Mirjana Binggeli, Polar Journal AG
Titelbild: Screenshot Mystic Chronicles / YouTube
Tipps von Polar Journal AG zum Erkennen von polaren KI-Videos
Achten Sie auf Details: Haar- oder Fellbewegungen, Schatten, die nicht übereinstimmen oder fehlen, Pfoten oder Hände, die seltsam geformt sind, fehlen oder in falscher Anzahl vorhanden sind, oder Protagonisten, die sich ähneln, sind typisch für diese KI-generierten Videos.
Ein sehr glattes Bild weist in der Regel auf eine AI hin.
Der Mangel an Ausrüstung bei den Protagonisten. Forschende, Guides und Spezialisten für Wildtiere in polaren Umgebungen sind in der Regel mit Funk, GPS, Ferngläsern oder Kameras ausgestattet, die an ihren Schwimmwesten oder Parkas befestigt sind. In der Arktis werden an Land und auf den Eisschollen systematisch Gewehre und Leuchtpistolen eingesetzt. Wenn Sie nichts von alledem sehen, könnte es sich um ein KI-produziertes Medium handeln.
Die Quelle des Videos, die verwendeten Hashtags und Titel geben ebenfalls Hinweise auf die Künstlichkeit der Bilder, insbesondere die Begriffe „niedlich“ oder „liebenswert“, die eine KI verraten.

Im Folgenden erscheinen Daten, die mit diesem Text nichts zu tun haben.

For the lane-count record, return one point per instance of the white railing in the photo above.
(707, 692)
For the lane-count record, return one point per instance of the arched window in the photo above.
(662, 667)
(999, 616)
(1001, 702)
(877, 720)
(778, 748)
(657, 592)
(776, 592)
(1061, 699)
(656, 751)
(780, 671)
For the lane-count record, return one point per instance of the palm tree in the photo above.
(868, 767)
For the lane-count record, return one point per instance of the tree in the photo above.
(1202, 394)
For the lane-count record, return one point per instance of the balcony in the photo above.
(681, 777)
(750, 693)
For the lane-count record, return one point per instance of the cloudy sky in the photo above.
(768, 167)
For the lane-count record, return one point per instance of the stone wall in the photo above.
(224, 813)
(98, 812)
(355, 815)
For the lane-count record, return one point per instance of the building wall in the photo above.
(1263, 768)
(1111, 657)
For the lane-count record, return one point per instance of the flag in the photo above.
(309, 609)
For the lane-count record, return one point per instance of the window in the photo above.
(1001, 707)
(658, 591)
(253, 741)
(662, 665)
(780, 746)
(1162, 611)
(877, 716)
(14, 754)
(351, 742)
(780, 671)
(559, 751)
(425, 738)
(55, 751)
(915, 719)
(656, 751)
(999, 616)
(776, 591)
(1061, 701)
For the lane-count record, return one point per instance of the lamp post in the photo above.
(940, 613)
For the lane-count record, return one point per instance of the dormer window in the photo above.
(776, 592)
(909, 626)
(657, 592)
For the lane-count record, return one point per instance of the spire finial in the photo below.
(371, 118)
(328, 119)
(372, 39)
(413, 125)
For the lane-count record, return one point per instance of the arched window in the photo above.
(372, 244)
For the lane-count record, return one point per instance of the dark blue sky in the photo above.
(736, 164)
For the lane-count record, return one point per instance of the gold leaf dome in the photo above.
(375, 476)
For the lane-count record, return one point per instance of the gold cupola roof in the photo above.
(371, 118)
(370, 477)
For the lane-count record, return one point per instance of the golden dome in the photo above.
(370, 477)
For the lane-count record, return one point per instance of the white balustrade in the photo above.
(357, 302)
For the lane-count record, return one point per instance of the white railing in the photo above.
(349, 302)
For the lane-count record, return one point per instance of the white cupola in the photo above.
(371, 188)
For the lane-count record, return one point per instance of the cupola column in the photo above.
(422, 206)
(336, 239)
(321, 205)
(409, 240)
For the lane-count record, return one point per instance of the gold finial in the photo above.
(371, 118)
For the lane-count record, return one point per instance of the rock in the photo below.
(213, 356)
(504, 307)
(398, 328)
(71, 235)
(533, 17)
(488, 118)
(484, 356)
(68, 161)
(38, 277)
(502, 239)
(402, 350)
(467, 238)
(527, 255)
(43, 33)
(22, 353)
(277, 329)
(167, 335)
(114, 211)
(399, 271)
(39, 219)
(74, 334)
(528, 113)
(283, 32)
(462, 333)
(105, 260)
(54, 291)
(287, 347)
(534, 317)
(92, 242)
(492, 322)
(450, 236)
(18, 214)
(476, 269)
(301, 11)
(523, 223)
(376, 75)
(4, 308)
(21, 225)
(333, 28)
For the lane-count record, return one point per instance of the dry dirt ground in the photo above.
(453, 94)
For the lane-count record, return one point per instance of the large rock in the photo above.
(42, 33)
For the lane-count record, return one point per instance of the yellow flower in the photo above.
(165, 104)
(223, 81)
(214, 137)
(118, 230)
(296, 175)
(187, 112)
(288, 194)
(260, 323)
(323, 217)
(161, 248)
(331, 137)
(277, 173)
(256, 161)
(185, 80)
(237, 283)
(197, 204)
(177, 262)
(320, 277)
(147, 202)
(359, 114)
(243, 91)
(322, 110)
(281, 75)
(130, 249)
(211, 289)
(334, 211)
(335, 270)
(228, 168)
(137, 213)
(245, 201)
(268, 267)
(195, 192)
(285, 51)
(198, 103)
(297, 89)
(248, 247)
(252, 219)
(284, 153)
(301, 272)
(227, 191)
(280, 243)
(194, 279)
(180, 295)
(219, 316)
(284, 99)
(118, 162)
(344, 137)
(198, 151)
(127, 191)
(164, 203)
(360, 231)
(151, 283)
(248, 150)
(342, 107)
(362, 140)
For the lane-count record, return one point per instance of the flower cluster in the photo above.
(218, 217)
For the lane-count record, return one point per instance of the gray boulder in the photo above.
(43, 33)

Die Anzahl der Aufrufe und die Verbreitungskanäle. KI-Videos sind so unwahrscheinlich, dass sie, wenn die Geschichte wirklich stattfinden würde, in die Schlagzeilen kommen würden. Wenn dies nicht der Fall ist, handelt es sich wahrscheinlich um eine KI.
Mit gesundem Menschenverstand und Grundwissen über die Polarregionen und die Tierwelt sollten Sie in der Lage sein, unwahrscheinliche Situationen und grobe Fehler zu erkennen. Zum Beispiel gibt es am Nordpol keine Berge, Eisbären waren nie eine antarktische Spezies und wilde Tiere kann man nicht wie Plüschtiere knuddeln.